Basis of preparation

The financial statements have been prepared in accordance with Part 9, Book 2 of the Dutch Civil Code.

The legal entity is subject to the medium-sized company annual accounts regulations as defined in article 2:397 of the Dutch Civil Code.

Accounting policies

Valuation of assets and liabilities and determination of the result take place under the historical cost convention. Unless presented otherwise at the relevant principle for the specific balance sheet item, assets and liabilities are valued according to the cost model.

Income and expenses are accounted for on accrual basis. Profit is only included when realised on the balance sheet date. Losses originating before the end of the financial year are taken into account if they have become known before preparation of the financial statements.

The financial statements of the company are presented in thousands of euro (€), unless otherwise stated.

Financial instruments

Financial instruments include primary financial instruments, such as receivables and payables.

The notes to the specific items of the balance sheet disclose the fair value of the related instrument if this deviates from the carrying amount. The carrying amounts of all financial instruments approximate the fair value. If the financial instrument is not recorded in the balance sheet, the information on the fair value is disclosed in the notes to the ‘Contingent rights and obligations’.

For the principles of primary financial instruments, reference is made to the recognition per balance sheet item.

Intangible fixed assets

Equipment is stated at purchase price less straight-line depreciations, calculated while taking into consideration the estimated economic life of the assets in question, and, if applicable, less impairments in value. Acquisitions in the year under review are subject to depreciation according to the proportion of the year they have been held.

Depreciation of equipment is over a period of three to five years.

Tangible fixed assets

Equipment is stated at purchase price less straight-line depreciations, calculated while taking into consideration the estimated economic life of the assets in question, and, if applicable, less impairments in value. Acquisitions in the year under review are subject to depreciation according to the proportion of the year they have been held.

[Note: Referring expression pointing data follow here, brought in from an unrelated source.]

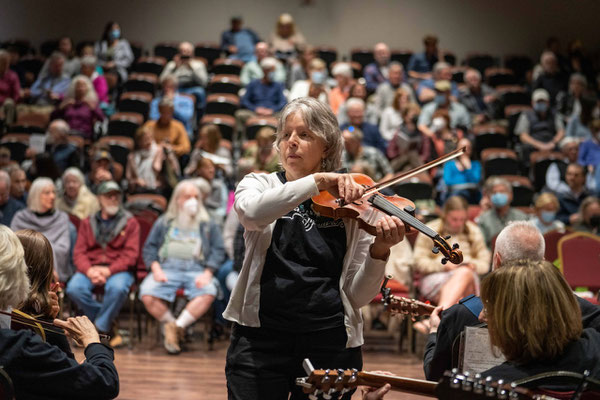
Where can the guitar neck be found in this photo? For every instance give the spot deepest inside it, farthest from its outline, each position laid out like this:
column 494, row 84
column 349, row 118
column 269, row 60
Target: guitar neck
column 406, row 385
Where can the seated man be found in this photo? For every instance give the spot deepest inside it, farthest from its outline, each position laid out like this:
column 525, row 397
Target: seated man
column 10, row 89
column 50, row 89
column 263, row 97
column 356, row 115
column 441, row 72
column 540, row 129
column 492, row 221
column 183, row 106
column 167, row 131
column 378, row 72
column 443, row 101
column 252, row 70
column 384, row 95
column 8, row 205
column 478, row 97
column 184, row 250
column 420, row 64
column 239, row 42
column 106, row 251
column 190, row 73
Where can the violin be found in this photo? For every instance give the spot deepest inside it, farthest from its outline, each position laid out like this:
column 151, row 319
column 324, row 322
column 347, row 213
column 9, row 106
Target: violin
column 327, row 205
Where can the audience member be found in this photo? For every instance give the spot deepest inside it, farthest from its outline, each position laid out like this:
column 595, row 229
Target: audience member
column 151, row 167
column 263, row 97
column 75, row 198
column 106, row 251
column 42, row 216
column 420, row 65
column 479, row 98
column 570, row 200
column 8, row 205
column 589, row 220
column 113, row 52
column 378, row 72
column 183, row 250
column 169, row 133
column 356, row 152
column 239, row 42
column 10, row 90
column 386, row 91
column 342, row 72
column 539, row 129
column 183, row 106
column 356, row 115
column 38, row 369
column 287, row 40
column 546, row 208
column 458, row 114
column 445, row 284
column 491, row 221
column 79, row 107
column 441, row 72
column 463, row 175
column 190, row 73
column 49, row 90
column 391, row 118
column 252, row 70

Depreciation of equipment is over a period of three to five years.

Financial fixed assets

Participations

When significant influence is exercised, associated companies are valued at net asset value. When no significant influence is exercised, associated companies are valued at cost less impairment, if applicable. With the valuation of associated companies any impairment in value is taken into account.

Current assets

Upon initial recognition the receivables are included at fair value and then valued at amortised cost. The fair value and amortised cost equal the face value. Any provision for doubtful accounts deemed necessary is deducted. These provisions are determined by individual assessment of the receivables.

Cash

The cash is valued at face value. If cash equivalents are not freely disposable, then this has been taken into account upon valuation.

Current liabilities

Upon initial recognition, the liabilities recorded are stated at fair value and then valued at amortised cost.

Management fee

The management fee is calculated based on the assets under management and project turnover.

Taxes

Corporate income tax is calculated at the applicable rate on the result for the financial year, taking into account permanent differences between profit calculated according to the financial statements and profit calculated for taxation purposes, and with which deferred tax assets (if applicable) are only valued insofar as their realisation is likely.

Notes to the cash flow statement, general principles

The cash flow statement is drawn up according to the indirect method. The funds in the cash flow statement consist of cash and cash equivalents. Cash equivalents can be considered to be highly liquid investments. Interest income and expenses are recognised in the cash flow from ordinary operations.